For the ’209 Patent:
- The Term: "formulating the at least one request contained in the utterance in accordance with a grammar used by the selected domain agent"
- Context and Importance: This limitation is critical because it requires not just selecting an agent, but re-formatting the user's request according to rules ("grammar") specific to that agent. This step differentiates the invention from a simple routing system. The dispute will likely center on whether Microsoft’s AI systems perform this specific formulation step.
- Intrinsic Evidence for Interpretation:- Evidence for a Broader Interpretation: The term "grammar" is not explicitly defined, which may allow for a broad interpretation as any set of rules or syntax required by the agent to process the request. The specification notes that the parser can form a question "in a standard format or hierarchical data structure used for processing by the agents" (’209 Patent, col. 18:47-50), which could be argued to be a form of grammar.

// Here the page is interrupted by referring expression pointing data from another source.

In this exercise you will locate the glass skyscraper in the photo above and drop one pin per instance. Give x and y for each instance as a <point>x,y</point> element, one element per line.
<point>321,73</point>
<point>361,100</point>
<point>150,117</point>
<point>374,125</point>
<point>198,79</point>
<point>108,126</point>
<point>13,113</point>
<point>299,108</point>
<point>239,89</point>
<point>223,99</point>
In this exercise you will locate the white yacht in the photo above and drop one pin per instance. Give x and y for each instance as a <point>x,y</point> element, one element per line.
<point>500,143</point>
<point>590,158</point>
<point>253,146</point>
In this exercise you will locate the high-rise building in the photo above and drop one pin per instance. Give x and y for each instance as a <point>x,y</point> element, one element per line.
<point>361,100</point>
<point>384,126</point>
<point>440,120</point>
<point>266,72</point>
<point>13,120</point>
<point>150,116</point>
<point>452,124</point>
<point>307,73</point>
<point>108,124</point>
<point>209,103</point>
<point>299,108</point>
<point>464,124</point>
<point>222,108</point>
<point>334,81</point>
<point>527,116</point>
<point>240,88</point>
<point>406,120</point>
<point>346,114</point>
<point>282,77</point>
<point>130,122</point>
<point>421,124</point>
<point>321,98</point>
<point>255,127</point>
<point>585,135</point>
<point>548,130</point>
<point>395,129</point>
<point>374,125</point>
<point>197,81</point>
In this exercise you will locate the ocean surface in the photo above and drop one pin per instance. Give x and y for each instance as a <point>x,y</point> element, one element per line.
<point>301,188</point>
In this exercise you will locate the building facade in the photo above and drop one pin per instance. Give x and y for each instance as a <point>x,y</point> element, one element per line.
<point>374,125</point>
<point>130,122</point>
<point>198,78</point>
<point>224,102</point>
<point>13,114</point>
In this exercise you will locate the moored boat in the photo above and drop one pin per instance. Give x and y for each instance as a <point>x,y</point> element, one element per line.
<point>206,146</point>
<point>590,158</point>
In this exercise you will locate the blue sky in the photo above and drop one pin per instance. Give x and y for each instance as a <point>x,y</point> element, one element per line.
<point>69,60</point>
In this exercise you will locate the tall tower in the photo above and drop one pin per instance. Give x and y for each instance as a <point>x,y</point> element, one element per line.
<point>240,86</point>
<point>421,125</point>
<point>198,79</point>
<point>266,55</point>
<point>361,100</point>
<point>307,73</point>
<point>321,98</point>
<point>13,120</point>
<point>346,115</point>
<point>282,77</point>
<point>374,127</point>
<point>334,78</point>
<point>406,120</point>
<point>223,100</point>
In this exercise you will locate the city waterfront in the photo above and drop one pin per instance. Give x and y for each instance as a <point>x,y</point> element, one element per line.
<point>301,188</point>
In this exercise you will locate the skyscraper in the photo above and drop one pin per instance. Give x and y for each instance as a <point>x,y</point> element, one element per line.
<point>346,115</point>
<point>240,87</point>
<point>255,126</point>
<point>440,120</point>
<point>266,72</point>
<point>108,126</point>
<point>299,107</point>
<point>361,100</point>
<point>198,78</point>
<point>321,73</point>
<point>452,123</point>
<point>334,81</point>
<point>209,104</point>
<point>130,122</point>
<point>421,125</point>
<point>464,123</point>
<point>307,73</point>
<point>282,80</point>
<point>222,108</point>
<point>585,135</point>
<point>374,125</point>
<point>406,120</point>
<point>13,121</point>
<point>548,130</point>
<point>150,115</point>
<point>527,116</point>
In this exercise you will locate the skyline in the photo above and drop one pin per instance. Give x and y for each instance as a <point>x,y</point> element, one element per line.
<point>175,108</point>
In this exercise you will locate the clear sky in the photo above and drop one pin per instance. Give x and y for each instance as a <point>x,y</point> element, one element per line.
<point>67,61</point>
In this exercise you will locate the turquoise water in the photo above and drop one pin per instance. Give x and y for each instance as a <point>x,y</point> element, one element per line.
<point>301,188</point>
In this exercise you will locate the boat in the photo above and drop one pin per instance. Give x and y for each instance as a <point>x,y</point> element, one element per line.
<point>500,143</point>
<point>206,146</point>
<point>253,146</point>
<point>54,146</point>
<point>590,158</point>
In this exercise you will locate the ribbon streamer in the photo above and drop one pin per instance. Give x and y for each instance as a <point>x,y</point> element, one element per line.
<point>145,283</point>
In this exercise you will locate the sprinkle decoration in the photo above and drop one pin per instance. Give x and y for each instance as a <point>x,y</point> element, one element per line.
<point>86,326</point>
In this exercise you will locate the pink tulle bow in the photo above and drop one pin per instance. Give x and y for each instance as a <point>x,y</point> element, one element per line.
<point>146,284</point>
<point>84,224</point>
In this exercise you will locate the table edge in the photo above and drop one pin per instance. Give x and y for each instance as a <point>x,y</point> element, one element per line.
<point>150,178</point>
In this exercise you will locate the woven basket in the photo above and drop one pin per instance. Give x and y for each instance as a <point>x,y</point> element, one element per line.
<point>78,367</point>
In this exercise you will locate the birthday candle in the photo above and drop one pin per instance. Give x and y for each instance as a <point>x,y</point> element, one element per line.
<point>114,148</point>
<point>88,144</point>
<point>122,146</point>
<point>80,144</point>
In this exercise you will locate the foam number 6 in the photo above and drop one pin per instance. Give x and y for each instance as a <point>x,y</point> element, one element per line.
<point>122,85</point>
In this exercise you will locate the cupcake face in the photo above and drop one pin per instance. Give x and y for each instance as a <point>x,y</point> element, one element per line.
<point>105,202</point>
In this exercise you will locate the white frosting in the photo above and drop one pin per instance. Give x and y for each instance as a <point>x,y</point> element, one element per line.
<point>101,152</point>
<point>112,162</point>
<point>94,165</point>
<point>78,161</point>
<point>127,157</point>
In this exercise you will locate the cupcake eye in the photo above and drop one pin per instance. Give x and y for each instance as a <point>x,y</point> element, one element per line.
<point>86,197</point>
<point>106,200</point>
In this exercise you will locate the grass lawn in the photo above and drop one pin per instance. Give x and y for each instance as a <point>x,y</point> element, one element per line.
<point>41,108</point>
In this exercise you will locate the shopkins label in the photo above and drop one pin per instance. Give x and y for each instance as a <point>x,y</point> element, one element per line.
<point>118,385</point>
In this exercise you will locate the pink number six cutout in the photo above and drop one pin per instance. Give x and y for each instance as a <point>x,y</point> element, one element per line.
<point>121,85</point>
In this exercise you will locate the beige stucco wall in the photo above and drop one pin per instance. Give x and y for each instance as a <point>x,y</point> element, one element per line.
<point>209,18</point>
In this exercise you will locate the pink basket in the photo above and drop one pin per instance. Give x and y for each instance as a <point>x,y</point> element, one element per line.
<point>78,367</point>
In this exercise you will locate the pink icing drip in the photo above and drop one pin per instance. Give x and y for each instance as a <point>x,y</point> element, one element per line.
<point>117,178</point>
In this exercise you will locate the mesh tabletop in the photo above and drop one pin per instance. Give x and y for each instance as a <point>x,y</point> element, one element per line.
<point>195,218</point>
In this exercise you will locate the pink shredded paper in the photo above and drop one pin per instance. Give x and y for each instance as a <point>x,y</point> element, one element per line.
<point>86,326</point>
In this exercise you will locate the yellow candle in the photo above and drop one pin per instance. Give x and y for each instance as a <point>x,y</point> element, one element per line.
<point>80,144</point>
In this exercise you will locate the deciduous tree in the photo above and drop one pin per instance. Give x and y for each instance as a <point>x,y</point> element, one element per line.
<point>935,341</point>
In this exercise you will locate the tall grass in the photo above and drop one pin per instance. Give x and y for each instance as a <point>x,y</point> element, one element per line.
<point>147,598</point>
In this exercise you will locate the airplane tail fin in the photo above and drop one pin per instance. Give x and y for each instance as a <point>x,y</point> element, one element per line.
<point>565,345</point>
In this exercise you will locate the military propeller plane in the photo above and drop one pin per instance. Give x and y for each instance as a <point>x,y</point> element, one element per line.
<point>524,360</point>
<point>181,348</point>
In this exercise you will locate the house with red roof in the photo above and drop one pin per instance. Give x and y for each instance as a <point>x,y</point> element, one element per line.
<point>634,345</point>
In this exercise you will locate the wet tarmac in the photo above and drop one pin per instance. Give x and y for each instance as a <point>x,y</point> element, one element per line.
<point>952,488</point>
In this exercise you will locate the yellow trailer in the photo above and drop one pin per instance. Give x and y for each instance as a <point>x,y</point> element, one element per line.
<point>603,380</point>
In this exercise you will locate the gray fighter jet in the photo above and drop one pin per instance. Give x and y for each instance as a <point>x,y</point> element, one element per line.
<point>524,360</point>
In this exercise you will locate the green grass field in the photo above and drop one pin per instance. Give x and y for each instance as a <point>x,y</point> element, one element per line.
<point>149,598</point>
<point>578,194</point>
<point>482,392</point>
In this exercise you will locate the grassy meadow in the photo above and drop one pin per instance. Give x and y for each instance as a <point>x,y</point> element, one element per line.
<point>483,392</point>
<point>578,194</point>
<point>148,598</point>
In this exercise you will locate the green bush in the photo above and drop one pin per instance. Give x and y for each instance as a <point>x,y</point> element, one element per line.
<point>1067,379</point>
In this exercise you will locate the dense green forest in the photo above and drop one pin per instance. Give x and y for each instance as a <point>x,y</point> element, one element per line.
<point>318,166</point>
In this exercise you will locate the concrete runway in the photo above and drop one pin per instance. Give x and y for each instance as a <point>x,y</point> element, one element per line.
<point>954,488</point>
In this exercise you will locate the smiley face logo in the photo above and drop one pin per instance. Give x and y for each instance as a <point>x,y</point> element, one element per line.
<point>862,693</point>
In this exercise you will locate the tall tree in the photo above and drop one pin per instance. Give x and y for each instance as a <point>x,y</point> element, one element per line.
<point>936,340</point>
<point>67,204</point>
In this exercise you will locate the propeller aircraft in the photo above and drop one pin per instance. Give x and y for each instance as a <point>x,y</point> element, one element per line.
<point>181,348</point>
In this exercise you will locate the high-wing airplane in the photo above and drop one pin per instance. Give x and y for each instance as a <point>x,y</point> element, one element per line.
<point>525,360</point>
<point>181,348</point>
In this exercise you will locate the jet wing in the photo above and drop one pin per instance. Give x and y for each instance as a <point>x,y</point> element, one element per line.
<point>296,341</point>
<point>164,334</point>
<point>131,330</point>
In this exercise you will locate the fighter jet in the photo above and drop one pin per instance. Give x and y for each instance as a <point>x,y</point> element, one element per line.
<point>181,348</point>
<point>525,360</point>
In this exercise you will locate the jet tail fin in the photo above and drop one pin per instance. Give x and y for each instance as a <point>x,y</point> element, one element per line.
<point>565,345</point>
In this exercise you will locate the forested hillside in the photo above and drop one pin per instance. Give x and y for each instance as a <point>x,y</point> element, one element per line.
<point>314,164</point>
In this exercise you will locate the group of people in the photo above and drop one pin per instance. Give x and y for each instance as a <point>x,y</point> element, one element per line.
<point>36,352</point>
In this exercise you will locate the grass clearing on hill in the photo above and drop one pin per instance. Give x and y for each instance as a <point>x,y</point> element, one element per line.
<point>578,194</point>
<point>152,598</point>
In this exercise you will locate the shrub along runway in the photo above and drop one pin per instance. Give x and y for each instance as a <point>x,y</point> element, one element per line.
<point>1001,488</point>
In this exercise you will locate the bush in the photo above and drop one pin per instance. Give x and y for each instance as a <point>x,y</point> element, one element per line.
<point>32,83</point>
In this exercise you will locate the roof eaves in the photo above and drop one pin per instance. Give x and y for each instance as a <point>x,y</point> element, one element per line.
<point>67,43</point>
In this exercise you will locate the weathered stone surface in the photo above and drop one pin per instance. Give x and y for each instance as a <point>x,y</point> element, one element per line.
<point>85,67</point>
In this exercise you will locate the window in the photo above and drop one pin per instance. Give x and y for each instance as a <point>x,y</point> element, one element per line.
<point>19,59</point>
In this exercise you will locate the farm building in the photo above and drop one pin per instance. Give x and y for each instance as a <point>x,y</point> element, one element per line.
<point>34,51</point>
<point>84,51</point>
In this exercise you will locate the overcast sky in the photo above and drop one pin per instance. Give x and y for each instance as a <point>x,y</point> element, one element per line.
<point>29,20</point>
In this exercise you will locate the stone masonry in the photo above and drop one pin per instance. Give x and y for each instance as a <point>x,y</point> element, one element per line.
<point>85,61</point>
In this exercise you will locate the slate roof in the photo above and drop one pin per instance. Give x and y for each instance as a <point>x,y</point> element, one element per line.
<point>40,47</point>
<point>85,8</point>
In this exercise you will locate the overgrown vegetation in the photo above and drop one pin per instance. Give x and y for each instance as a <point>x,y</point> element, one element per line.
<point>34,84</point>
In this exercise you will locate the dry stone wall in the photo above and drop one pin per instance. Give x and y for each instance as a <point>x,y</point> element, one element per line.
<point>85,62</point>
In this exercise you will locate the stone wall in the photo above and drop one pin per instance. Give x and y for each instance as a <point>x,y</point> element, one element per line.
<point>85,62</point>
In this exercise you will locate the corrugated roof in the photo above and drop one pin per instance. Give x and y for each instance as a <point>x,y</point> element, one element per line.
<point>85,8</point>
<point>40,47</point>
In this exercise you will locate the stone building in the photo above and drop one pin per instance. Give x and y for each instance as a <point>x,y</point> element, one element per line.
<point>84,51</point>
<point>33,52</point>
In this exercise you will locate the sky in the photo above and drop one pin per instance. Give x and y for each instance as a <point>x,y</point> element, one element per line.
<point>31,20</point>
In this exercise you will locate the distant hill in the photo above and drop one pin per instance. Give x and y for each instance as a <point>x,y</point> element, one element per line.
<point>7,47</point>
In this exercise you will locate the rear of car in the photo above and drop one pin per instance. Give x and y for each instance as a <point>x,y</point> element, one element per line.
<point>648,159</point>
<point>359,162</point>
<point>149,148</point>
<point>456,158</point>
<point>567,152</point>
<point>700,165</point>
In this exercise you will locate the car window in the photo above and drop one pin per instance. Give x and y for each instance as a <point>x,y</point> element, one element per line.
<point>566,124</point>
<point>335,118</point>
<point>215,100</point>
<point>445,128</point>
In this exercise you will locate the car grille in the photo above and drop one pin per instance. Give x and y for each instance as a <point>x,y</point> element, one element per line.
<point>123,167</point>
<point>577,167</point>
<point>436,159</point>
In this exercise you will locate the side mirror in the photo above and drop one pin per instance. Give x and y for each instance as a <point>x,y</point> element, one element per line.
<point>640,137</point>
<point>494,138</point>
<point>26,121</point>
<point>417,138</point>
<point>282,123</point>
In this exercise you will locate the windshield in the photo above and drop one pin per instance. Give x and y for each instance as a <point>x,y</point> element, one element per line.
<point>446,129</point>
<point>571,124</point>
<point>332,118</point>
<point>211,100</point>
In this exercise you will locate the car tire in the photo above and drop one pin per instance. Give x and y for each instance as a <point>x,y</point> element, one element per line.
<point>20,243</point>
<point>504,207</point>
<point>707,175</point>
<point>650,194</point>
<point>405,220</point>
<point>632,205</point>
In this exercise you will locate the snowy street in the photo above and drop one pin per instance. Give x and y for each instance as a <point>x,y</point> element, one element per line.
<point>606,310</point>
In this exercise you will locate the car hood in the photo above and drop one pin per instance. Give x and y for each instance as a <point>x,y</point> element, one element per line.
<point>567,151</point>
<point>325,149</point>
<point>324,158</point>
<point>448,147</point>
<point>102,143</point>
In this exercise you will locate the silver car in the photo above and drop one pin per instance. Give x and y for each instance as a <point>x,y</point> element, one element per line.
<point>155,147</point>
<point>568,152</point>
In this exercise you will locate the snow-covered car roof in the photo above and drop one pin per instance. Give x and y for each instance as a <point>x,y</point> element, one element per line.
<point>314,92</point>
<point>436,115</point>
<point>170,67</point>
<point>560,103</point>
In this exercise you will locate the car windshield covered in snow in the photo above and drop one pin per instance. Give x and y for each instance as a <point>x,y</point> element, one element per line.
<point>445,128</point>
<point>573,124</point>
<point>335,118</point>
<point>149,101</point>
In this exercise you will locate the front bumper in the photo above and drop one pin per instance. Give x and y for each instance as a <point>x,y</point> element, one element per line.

- Evidence for a Narrower Interpretation: The prosecution history, as cited in the complaint, distinguishes the invention from prior art that "omits a grammar used by a domain agent" (Compl. ¶56). A defendant may argue this creates a narrower definition, requiring a formal, predefined grammar distinct from just passing parameters to an API, which is common in modern software.
 
VI. Other Allegations
- Indirect Infringement: The complaint alleges that Microsoft induces infringement by providing developer tools, SDKs, and instructional websites (e.g., the "Cortana Skills Kit," "Copilot Studio," and "Get better results with Copilot prompting" guides) that actively encourage and instruct developers and end-users to use the Accused Products in an infringing manner (Compl. ¶¶ 131-136, 156-161). It is also alleged that the Accused Products are not staple articles of commerce because they are especially designed to perform the claimed methods (Compl. ¶¶ 137, 162).
- Willful Infringement: The complaint alleges a long history of pre-suit knowledge. It claims that Microsoft was made aware of the asserted patent families during acquisition discussions with VoiceBox as early as 2012, when VoiceBox allegedly provided Microsoft a chart listing the issued patents and pending applications (Compl. ¶101). The complaint further alleges that Microsoft was aware of the infringement of the ’825 Patent as early as its issue date in 2017 and the ’209 Patent as early as 2012 (Compl. ¶¶ 142, 167). This alleged pre-suit knowledge, combined with continued alleged infringement, forms the basis of the willfulness claim.
VII. Analyst’s Conclusion: Key Questions for the Case
- A core issue will be one of technical and definitional scope: Can the patented concepts of "autonomous executable domain agents," context scoring based on "prior probabilities," and agent-specific "grammars," which were described in patents with priority dates from the early 2000s, be construed to cover the architecture of Microsoft's modern, AI-driven platforms like Copilot and Azure AI? The case may turn on whether Microsoft's use of orchestrators, plugins, and large language models is fundamentally different from, or merely an implementation of, the patented methods.
- A key factual question will be one of pre-suit knowledge and intent: Given the complaint's detailed allegations of a decade-long history of meetings, acquisition discussions, and explicit disclosure of the patent portfolio by VoiceBox to Microsoft, what evidence will emerge regarding Microsoft’s state of mind during the development of Cortana, Copilot, and its Azure AI services? This will be central to the claim of willful infringement.
- An important procedural issue will be the impact of prior patent challenges: With the complaint noting that the PTAB has already denied institution of inter partes review for the '209 and '006 patents, the question arises as to what weight this will carry, if any, in shaping the court's and the parties' views on the validity of those and potentially other patents in the asserted portfolio.